Paterno not only said he "appreciated" how Spanier handled the situation, he considered the idea. The following May, he told boosters he would quit if the 2005 season went poorly. Then he set out to make sure that wouldn't happen.
Better recruiting added faster, more skilled and explosive players. Staff changes the previous year began to kick in. Also important to the restoration process was Paterno delegating additional responsibilities to his experienced staff. He already was giving his assistants much to do; now he was stepping it up. He would continue to oversee the program like a CEO, leaving most of the on-field coaching to his offensive and defensive coordinators and assistants who handled individual positions. Paterno made no secret of it, although he was careful to add, only half-joking, "I don't want to step back too far, because then they look around, they won't let me in."
Penn State went 11-1 in 2005, capping the season with a triple-overtime Orange Bowl win over Florida State and Paterno's friend and coaching rival, Bobby Bowden.

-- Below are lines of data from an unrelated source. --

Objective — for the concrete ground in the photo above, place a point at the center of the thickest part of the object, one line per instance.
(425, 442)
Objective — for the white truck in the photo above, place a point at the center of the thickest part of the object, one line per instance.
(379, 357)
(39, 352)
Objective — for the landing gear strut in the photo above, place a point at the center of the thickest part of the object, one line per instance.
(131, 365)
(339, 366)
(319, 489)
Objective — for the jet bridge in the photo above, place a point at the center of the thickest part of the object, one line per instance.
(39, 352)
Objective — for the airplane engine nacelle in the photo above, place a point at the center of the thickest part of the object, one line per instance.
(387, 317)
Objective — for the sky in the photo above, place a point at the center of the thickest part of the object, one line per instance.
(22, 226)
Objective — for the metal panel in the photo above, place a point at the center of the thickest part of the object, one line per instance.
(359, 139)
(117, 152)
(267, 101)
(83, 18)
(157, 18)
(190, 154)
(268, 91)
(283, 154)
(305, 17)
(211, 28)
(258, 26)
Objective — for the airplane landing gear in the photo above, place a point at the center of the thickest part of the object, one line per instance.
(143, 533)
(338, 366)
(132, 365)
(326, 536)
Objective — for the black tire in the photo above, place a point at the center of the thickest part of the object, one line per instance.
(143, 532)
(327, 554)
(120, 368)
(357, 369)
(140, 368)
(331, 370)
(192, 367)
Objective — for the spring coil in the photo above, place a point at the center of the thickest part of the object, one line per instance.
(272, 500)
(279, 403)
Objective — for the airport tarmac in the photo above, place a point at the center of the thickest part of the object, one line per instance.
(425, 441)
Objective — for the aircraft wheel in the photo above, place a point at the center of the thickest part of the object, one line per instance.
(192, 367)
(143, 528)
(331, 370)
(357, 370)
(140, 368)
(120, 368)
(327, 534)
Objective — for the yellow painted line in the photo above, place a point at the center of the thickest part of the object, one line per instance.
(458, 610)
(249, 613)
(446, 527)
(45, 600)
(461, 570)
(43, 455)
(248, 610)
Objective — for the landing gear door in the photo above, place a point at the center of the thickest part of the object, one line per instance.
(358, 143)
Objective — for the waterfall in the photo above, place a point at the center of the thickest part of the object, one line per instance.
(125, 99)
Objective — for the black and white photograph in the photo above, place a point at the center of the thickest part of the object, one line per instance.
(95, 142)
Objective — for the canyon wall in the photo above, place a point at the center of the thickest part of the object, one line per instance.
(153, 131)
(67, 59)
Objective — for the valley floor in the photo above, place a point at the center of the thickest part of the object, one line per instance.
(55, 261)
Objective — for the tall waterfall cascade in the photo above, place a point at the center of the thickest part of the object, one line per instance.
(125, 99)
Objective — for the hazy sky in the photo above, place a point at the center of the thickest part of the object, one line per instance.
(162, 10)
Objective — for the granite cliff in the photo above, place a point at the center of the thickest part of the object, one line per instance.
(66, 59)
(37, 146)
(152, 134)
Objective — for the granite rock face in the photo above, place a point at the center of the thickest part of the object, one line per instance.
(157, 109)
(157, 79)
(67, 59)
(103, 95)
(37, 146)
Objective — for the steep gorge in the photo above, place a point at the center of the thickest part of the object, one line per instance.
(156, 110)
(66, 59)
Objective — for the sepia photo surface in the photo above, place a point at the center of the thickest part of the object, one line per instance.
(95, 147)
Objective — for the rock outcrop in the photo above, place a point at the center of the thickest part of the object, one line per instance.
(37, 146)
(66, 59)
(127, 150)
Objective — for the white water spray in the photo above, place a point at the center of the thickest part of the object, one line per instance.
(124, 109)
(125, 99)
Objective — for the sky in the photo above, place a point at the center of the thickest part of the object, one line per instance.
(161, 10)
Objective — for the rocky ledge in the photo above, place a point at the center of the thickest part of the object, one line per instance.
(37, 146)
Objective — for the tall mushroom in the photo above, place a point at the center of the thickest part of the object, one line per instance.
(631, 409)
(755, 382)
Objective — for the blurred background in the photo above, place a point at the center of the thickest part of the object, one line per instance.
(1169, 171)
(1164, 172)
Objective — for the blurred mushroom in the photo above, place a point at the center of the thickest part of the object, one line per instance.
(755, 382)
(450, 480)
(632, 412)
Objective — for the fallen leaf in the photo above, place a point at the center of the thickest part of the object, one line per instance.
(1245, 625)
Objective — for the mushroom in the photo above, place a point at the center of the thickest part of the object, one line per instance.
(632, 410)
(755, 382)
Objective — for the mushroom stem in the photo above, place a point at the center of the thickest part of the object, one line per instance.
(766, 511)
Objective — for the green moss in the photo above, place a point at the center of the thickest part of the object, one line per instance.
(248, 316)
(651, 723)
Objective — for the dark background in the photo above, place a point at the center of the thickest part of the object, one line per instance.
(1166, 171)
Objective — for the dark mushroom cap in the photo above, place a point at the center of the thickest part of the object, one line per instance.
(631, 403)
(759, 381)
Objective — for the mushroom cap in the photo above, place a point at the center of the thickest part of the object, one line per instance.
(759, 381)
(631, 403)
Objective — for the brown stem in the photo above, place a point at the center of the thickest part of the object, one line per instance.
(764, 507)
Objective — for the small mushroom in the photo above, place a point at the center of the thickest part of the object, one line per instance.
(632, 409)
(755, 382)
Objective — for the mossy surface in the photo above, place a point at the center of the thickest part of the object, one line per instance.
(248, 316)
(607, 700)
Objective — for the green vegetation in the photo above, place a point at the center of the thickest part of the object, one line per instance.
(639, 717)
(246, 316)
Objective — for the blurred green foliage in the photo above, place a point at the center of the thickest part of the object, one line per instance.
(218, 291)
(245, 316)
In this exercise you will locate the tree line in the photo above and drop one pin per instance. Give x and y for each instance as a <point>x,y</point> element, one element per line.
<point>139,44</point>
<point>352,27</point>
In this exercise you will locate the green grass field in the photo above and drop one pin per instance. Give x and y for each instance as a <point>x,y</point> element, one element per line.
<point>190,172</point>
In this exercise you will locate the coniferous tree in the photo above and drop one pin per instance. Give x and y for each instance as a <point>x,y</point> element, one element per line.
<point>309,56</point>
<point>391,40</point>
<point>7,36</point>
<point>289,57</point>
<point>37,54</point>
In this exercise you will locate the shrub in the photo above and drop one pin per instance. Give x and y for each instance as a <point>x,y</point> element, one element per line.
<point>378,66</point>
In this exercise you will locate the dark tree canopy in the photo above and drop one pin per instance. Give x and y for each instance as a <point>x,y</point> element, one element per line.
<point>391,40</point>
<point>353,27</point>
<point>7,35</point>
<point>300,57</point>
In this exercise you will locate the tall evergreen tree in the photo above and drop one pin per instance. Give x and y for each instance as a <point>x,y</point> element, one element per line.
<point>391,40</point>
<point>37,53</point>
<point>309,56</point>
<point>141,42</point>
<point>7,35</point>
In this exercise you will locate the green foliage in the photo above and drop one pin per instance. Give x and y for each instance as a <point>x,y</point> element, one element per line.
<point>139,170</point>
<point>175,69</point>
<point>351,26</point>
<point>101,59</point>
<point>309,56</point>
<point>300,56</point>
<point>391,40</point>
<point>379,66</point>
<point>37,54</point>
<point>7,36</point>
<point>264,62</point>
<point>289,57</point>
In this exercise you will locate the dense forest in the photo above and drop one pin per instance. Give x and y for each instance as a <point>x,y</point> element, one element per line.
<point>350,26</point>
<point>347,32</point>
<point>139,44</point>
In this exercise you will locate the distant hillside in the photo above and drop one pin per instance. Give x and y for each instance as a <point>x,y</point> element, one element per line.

In the five years after the retirement pledge, the Nittany Lions went 51-13, twice tied for the Big Ten championship and won four of five bowl games. This season, Paterno's 45th as head coach and 61st coaching overall—all at Penn State—began with a lopsided win over lightly regarded Youngstown State before losing to No. 1-ranked and defending national champion Alabama.
Today, at 83, Paterno is delegating even more. "Somebody asked me the other day, 'are (the assistants) carrying me?'" he recently told reporters. "Yeah, they probably are carrying me.
"In the old days, I used to grab a couple of kids and shove them around a little bit. There's two things wrong with that. No. 1, I don't want to get (fired) like (Mike Leach) at Texas Tech. Secondly, I prefer to wait, get (the assistants) in a meeting and say, 'Hey, I don't like the way you handled that kid.' I try to stick my two cents in."
Said ESPN analyst and former Penn State quarterback Todd Blackledge, "He's got guys loyal to him who know how he wants things to go. Any good football coach lets his guys coach. I don't think he sits up in the tower and doesn't know what's going on. I think he's still involved."
The players spend most of their football time with the assistant coaches, who handle the bulk of the instruction and hands-on work during practices. Paterno closely observes, although he has been known to jump in and spend a few minutes with a player on a particular technique.
"We go into a staff meeting," he said, "and then there are some things that I don't particularly like that I see on the practice field, and I make it known that I think we want to change this or we want to do this or something like that. But on the field, I don't coach as much as I used to. They're doing most of the coaching on the field."